Not so, I hear you say. The international and overseas visitors will still
pour into WDW. They will do it even more than before, in fact, because the
dollar is so low! To that I answer: not in the numbers needed to maintain
Disney's profit margin. Don't forget that Homeland Security and its procedures
aren't welcoming to a lot of foreign visitors, and many tell their friends not
to bother as it can be so difficult. Meanwhile other opportunities beckon
elsewhere. (Dubai, anyone??)
The situation makes you appreciate that Disney does have overseas parks of
its own: Disneyland Paris (DLP) and Hong Kong Disneyland (HKD). Hmm. Suddenly,
the propensity for duplicating ride experiences exactly at international
locations doesn't seem so stupid. This move was done to save development money,
and many (including me) decried it as cannibalizing Orlando's business. If
people can easily afford to visit the Paris park, they will just do without
Orlando. This strategy is possibly going to pay off for Disney, even though they
weren't trying to make it happen that way. Now Europeans really may go to DLP
rather than WDW.
I might even draw a connection out to the Location-Based-Entertainment (LBE)
concept that Jay Rasulo wants to spread across the globe. Think of these as
hotels plus a single ride. Jay wanted to save money and take the cheap direction
to getting Disney's name everywhere, but his mismanagement may actually end up,
ironically, saving Disney by accident. If "peak oil" occurs and people only
travel locally from then on, Disney may still be a leader. But the concept of a
destination resort, like Walt Disney World, definitely depends on the presence
of affordable airline tickets. If that changes, watch out WDW; they may have to
call in Wall·E to clean it all up and cart it
away.

Disney is in a frenzy of building DVC units –
will that continue if bookings dry up?
If oil is really expensive, will DVC stop minting money for the Mouse?
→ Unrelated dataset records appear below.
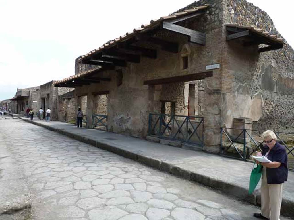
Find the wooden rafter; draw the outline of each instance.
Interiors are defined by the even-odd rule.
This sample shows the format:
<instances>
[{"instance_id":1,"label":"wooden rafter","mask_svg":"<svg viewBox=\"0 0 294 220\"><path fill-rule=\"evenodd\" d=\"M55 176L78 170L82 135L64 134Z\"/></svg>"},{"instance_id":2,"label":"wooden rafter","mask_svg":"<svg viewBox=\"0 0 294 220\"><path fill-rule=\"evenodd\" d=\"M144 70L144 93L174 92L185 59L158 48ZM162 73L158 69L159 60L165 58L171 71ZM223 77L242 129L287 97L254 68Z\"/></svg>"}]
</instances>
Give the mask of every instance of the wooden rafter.
<instances>
[{"instance_id":1,"label":"wooden rafter","mask_svg":"<svg viewBox=\"0 0 294 220\"><path fill-rule=\"evenodd\" d=\"M158 85L180 82L186 82L194 80L203 79L207 77L212 77L212 71L203 72L183 76L146 80L144 81L143 84L144 85Z\"/></svg>"},{"instance_id":2,"label":"wooden rafter","mask_svg":"<svg viewBox=\"0 0 294 220\"><path fill-rule=\"evenodd\" d=\"M178 52L179 44L177 42L154 37L146 34L138 35L136 38L138 41L147 41L154 44L160 45L163 50L176 53Z\"/></svg>"},{"instance_id":3,"label":"wooden rafter","mask_svg":"<svg viewBox=\"0 0 294 220\"><path fill-rule=\"evenodd\" d=\"M162 23L162 28L188 36L189 41L192 43L201 45L205 45L206 40L205 33L166 22Z\"/></svg>"}]
</instances>

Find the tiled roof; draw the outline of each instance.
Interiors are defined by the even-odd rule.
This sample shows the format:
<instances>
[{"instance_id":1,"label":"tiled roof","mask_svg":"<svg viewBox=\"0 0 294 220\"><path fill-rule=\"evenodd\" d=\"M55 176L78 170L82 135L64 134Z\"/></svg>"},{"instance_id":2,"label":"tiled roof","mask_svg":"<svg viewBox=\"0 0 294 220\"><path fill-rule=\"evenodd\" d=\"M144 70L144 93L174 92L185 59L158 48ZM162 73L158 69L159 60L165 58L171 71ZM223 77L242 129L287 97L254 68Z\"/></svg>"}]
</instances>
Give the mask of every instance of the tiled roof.
<instances>
[{"instance_id":1,"label":"tiled roof","mask_svg":"<svg viewBox=\"0 0 294 220\"><path fill-rule=\"evenodd\" d=\"M99 48L94 50L85 55L81 56L81 58L83 59L90 55L97 53L101 51L103 49L112 46L117 42L124 41L131 38L136 33L143 33L148 30L152 29L158 26L163 21L174 19L176 18L178 18L186 16L190 14L195 13L198 11L206 9L209 6L209 5L208 4L206 4L202 6L194 8L192 9L185 10L183 11L180 12L174 13L167 16L162 17L158 19L151 20L150 23L142 24L139 27L134 28L132 31L127 32L124 35L120 36L119 37L108 41L107 43L104 44L99 47Z\"/></svg>"},{"instance_id":2,"label":"tiled roof","mask_svg":"<svg viewBox=\"0 0 294 220\"><path fill-rule=\"evenodd\" d=\"M78 79L86 76L88 75L90 75L94 72L96 72L97 70L99 70L101 69L102 69L102 67L101 66L98 66L96 68L94 68L91 69L90 70L86 71L85 72L83 72L80 73L79 74L75 75L74 76L70 76L69 77L68 77L67 78L65 78L65 79L61 79L61 80L60 80L58 81L55 81L52 84L54 85L55 85L59 84L60 83L63 83L67 82L69 82L70 81L74 80L75 79Z\"/></svg>"},{"instance_id":3,"label":"tiled roof","mask_svg":"<svg viewBox=\"0 0 294 220\"><path fill-rule=\"evenodd\" d=\"M250 30L252 32L266 37L277 43L282 43L284 44L287 44L287 43L284 41L284 39L283 38L279 38L276 35L270 35L269 32L265 31L262 29L255 28L254 27L250 26L243 26L237 24L227 24L226 25L226 26L227 27L231 27L233 28L247 29Z\"/></svg>"}]
</instances>

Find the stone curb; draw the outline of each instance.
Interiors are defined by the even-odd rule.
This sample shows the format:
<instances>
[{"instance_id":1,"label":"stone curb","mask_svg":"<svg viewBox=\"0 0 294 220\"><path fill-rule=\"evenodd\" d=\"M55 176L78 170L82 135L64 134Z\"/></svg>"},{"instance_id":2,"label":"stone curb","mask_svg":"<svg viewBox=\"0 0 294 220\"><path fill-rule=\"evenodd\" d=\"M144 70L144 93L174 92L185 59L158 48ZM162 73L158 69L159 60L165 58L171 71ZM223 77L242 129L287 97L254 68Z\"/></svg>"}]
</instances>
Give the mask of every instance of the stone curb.
<instances>
[{"instance_id":1,"label":"stone curb","mask_svg":"<svg viewBox=\"0 0 294 220\"><path fill-rule=\"evenodd\" d=\"M55 128L46 125L31 121L29 119L22 118L21 117L19 117L19 118L25 121L43 127L51 131L58 132L77 141L112 152L149 167L168 172L173 175L214 188L227 195L233 197L237 197L253 205L260 205L260 194L259 190L256 190L253 194L249 195L248 194L248 189L226 182L208 176L197 173L181 168L180 166L173 164L168 161L136 153L114 146L73 134L62 129ZM294 201L283 199L282 201L281 214L285 216L294 216Z\"/></svg>"}]
</instances>

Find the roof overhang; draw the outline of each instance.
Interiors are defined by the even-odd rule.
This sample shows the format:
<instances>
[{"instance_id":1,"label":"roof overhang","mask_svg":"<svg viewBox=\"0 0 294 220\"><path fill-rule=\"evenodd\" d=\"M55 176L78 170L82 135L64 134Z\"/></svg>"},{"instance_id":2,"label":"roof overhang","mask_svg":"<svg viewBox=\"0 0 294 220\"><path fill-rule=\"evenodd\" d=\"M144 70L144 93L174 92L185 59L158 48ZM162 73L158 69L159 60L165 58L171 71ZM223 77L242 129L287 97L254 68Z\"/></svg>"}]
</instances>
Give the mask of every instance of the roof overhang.
<instances>
[{"instance_id":1,"label":"roof overhang","mask_svg":"<svg viewBox=\"0 0 294 220\"><path fill-rule=\"evenodd\" d=\"M20 99L24 99L25 98L28 98L29 97L26 96L16 96L16 97L14 97L12 99L10 99L13 101L15 101L17 100L20 100Z\"/></svg>"},{"instance_id":2,"label":"roof overhang","mask_svg":"<svg viewBox=\"0 0 294 220\"><path fill-rule=\"evenodd\" d=\"M141 42L159 45L161 50L169 52L178 53L179 44L178 42L173 39L163 39L155 36L157 32L163 29L186 36L189 42L205 45L205 33L178 24L181 24L181 21L204 14L208 6L208 5L206 5L151 20L150 24L142 25L141 27L134 29L132 31L108 41L98 48L81 56L80 59L84 64L125 67L127 62L140 62L141 56L156 59L156 50L154 47L152 48L138 46L138 44L136 43Z\"/></svg>"},{"instance_id":3,"label":"roof overhang","mask_svg":"<svg viewBox=\"0 0 294 220\"><path fill-rule=\"evenodd\" d=\"M110 78L93 76L93 75L107 69L109 69L109 68L99 67L82 73L55 81L53 84L56 87L75 88L83 85L89 85L91 83L99 83L101 81L109 82L111 81Z\"/></svg>"},{"instance_id":4,"label":"roof overhang","mask_svg":"<svg viewBox=\"0 0 294 220\"><path fill-rule=\"evenodd\" d=\"M260 53L280 49L284 45L287 44L283 38L279 38L276 35L270 35L262 29L238 24L227 24L226 26L229 33L226 38L227 41L238 39L245 46L260 45L268 45L259 48L258 52Z\"/></svg>"}]
</instances>

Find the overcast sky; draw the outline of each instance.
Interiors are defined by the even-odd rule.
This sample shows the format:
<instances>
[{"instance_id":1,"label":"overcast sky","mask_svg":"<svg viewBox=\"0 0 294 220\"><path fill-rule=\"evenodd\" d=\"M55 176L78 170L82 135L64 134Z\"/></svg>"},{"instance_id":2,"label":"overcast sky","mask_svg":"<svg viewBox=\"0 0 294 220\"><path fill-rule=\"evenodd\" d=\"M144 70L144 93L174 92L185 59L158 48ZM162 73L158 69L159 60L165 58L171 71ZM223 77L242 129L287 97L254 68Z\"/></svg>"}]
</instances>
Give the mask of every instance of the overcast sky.
<instances>
[{"instance_id":1,"label":"overcast sky","mask_svg":"<svg viewBox=\"0 0 294 220\"><path fill-rule=\"evenodd\" d=\"M294 46L294 1L250 0ZM0 100L74 74L75 59L191 0L0 0ZM293 3L292 3L293 2Z\"/></svg>"}]
</instances>

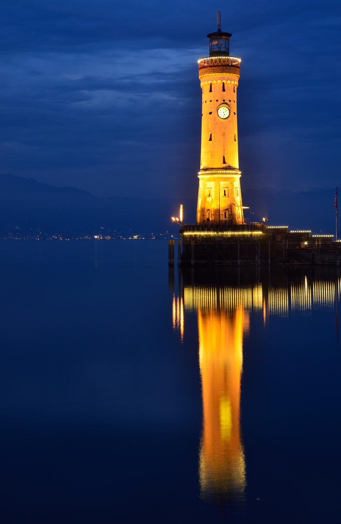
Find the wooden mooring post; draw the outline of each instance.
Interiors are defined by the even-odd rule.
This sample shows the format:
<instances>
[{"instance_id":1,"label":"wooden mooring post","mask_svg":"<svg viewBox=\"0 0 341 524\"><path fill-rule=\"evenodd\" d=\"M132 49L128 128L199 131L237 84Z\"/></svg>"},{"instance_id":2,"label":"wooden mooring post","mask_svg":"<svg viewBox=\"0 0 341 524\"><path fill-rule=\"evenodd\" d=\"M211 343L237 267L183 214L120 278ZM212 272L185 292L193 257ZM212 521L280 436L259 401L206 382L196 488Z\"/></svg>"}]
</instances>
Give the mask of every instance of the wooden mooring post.
<instances>
[{"instance_id":1,"label":"wooden mooring post","mask_svg":"<svg viewBox=\"0 0 341 524\"><path fill-rule=\"evenodd\" d=\"M174 241L168 241L168 264L174 265Z\"/></svg>"}]
</instances>

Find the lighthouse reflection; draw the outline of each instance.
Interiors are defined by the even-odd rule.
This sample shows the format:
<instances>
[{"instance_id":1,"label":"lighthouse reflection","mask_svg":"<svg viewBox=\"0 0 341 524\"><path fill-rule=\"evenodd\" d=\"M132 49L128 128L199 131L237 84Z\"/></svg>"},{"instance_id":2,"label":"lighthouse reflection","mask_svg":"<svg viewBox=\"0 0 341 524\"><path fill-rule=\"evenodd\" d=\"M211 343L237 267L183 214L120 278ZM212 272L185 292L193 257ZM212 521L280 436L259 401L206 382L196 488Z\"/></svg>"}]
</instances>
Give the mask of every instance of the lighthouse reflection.
<instances>
[{"instance_id":1,"label":"lighthouse reflection","mask_svg":"<svg viewBox=\"0 0 341 524\"><path fill-rule=\"evenodd\" d=\"M199 457L201 496L222 505L245 499L246 472L240 421L243 342L250 320L266 326L272 318L336 311L341 291L338 270L245 272L200 269L182 271L178 293L172 289L173 326L181 341L186 319L195 314L203 427ZM239 277L240 278L239 279ZM253 324L251 324L251 325Z\"/></svg>"},{"instance_id":2,"label":"lighthouse reflection","mask_svg":"<svg viewBox=\"0 0 341 524\"><path fill-rule=\"evenodd\" d=\"M243 339L249 316L243 305L234 311L198 309L199 363L203 423L199 459L202 497L217 502L240 501L245 461L240 439L239 406Z\"/></svg>"}]
</instances>

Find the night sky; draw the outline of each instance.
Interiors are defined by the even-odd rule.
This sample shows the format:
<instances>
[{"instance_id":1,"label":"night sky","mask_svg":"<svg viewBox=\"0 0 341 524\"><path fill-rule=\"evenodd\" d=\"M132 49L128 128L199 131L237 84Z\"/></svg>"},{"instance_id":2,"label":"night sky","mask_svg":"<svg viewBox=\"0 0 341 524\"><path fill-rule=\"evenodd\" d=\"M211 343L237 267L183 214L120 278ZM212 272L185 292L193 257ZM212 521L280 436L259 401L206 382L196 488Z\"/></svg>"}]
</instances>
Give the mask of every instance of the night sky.
<instances>
[{"instance_id":1,"label":"night sky","mask_svg":"<svg viewBox=\"0 0 341 524\"><path fill-rule=\"evenodd\" d=\"M98 196L196 198L206 35L233 34L242 188L339 177L339 0L3 4L1 170Z\"/></svg>"}]
</instances>

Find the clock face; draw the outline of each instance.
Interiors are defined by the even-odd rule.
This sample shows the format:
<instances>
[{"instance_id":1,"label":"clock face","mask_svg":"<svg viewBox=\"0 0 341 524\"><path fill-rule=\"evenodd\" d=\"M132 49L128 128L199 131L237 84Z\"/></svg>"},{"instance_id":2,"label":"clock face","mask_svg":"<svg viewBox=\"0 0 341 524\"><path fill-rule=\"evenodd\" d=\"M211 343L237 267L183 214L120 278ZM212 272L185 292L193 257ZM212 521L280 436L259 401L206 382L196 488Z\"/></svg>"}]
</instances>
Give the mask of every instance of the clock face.
<instances>
[{"instance_id":1,"label":"clock face","mask_svg":"<svg viewBox=\"0 0 341 524\"><path fill-rule=\"evenodd\" d=\"M230 108L228 105L221 105L218 108L218 116L223 120L228 118L230 116Z\"/></svg>"}]
</instances>

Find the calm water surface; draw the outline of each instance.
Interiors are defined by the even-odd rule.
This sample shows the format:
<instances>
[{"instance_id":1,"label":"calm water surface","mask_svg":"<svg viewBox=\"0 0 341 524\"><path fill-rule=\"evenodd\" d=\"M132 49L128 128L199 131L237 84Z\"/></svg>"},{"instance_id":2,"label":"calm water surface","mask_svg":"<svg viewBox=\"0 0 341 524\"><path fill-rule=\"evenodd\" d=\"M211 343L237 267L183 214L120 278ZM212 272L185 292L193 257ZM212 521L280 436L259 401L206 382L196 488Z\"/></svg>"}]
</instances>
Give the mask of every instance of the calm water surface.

Another thought here: WDW's big sales lately have also been built on the
destination concept. I'm thinking here about Disney Vacation Club (DVC), the
timeshares in Disney hotels. Will these folks have buyer's remorse if airline
tickets spiral toward infinity and flying becomes a luxury item? Will they feel
cheated for spending tens of thousands of dollars on something they now can't
afford to visit? Or if they do come, what will these frequent visitors think
about DAK being closed on a Monday to save Disney some costs? Could those DVC
folks sue, arguing that they bought into the contract with the understanding
that parks would remain open?
I'm only a local, and I only visit on weekends, so these one-day closures
won't affect me personally. I won't see a surge of visitors on the "remaining
three" parks because I won't be there on a day when one is closed. In theory,
this closing of parks is great news for me. The parks may be more spruced up.
But what about the tourists Disney makes its money on? What will they think?